Textos críticos
linha a linha [desenhos-escritos]
poema-rio [grafismos ao correr da pena]

(apresentação do livro “linha a linha”)

desde a bela capa concebida pela também poeta e artista plástica jussara salazar, este novo livro de evando nascimento se oferece como obra, desdobra e des(o)bra – categorias caras à reflexão que há muito ele vem desenvolvendo em diferentes tipos de trabalho, de espaço e de  aterialidade, do ensaio à narrativa, do nanquim ao óleo e à aquarela, sempre burlando os limites que poderiam defini-los de modo unívoco. ritmando linhas ao modo de ondas que se vão abrindo e ampliando, ao mesmo tempo regular e  irregularmente, jussara assim figura (desfigura) o íntimo laço entre escrita e visualidade, intrínseco esboço de desenho e desejo – potente justo em sua incompletude e deambulação – que evando inscreve ao longo das páginas e telas sobre as quais se debruça, com as quais se defronta. escrever, inscrever, ex-crever, escavar – como quem puxa e relança fios de palavras e de imagens, lances de pensamento – é nelas por ele experienciado como gesto de fazer-mundos, a partir mesmo de uma materialidade gráfica e significativa que lhe serve de fundamento paradoxalmente instável. 
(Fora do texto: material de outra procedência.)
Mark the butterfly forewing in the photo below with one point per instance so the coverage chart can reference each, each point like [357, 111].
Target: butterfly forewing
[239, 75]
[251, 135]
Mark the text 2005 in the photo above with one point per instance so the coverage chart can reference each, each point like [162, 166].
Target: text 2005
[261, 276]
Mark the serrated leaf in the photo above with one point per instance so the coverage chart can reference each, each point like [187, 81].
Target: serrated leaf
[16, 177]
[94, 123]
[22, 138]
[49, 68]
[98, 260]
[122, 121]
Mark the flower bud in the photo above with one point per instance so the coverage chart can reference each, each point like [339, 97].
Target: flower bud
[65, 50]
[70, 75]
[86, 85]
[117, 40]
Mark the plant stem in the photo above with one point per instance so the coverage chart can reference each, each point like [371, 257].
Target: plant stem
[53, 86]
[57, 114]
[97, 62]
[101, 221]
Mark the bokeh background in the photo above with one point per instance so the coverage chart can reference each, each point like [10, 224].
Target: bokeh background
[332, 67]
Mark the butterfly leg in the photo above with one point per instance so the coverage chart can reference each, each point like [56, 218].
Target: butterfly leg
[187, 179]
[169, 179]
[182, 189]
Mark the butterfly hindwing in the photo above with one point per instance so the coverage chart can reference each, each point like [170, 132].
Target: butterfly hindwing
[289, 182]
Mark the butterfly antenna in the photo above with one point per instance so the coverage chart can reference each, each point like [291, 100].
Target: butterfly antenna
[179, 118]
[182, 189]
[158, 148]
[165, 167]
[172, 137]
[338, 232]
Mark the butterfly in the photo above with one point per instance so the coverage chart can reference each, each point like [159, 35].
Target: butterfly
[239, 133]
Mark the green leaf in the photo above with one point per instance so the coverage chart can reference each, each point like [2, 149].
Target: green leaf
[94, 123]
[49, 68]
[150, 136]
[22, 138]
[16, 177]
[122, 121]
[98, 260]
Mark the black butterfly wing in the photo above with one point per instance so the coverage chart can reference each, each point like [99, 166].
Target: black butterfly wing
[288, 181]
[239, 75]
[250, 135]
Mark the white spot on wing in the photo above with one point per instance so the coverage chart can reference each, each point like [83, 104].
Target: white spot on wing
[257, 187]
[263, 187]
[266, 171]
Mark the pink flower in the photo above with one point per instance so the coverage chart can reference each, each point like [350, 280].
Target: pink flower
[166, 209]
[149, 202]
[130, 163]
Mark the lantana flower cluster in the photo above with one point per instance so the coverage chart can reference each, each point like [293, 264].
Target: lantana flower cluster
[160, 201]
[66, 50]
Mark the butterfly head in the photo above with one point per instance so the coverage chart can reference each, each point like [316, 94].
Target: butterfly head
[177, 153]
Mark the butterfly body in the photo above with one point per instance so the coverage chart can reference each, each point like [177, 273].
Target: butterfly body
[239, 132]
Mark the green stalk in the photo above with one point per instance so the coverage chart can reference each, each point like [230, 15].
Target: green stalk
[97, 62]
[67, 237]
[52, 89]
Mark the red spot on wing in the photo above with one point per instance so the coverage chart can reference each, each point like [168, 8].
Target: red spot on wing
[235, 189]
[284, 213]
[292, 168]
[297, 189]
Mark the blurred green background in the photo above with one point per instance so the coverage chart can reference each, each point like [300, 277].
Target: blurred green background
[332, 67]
na capa, da capa, como abertura e soleira, quatro títulos diferentes se lançam ao leitor, superpostos de modo a armar em camadas suplementares esse gesto em que os signos se constituem em jogo de aproximação e diferença: linha a linha (desenhos-escritos) poema-rio (grafismos ao correr da pena). cada um desses sintagmas, em sua duplicidade, convoca e desestabiliza as ideias mesmas de nomeação, de classificação, de significado, reafirmando um valor simultaneamente formativo e performativo da linguagem em uso. através dele o autor se expõe como a(u)tor, cuja identidade se vai afirmando contraditoriamente como movimento êxtimo, também duplo, do mergulho intruso no “si mesmo” e no “outro” sempre fugidios. isso se evidencia tanto nesses jogos de composição sintagmática, que justapõem e tensionam o diverso, quanto nos efeitos de pontuação,  espaçamento, apagamento e rasura que desde aí conferem importância ao, em princípio, convencionalmente tido como mínimo – seja ornamento, seja detrito.

ao longo desse singular escrito-desenho, o trabalho com diferentes modos do mínimo vai produzindo um movimento de luz precária e intensa, de vagas e vagalumes, como evando nos convida a pensar, aproximando o caráter gráfico, sonoro e visual desses dois signos ao valor estético e político da reflexão de pasolini e seus leitores-filósofos. essa luz, contraposta à da iluminação totalizante e soberana que aprendemos a priorizar com a tradição clássica do pensamento, permite aproximar também caligrafia e cacografia, beleza e erro, error, como o a(u)tor faz ao lembrar da técnica pictórica do “desenho cego”, que ele desdobra também, na brincadeira da “cabra-cega”. Ao fazê-lo, indica o investimento tátil, corpóreo, afetivo de seu trabalho manual-visual e tensiona o presente da performance escrita com os rastros deixados pela memória. e encena, assim, a
imagem-escrita como cruzamento de temporalidades distintas e exercício de um pensamento em estado de infância – de originação e reoriginação insistentes e constantes.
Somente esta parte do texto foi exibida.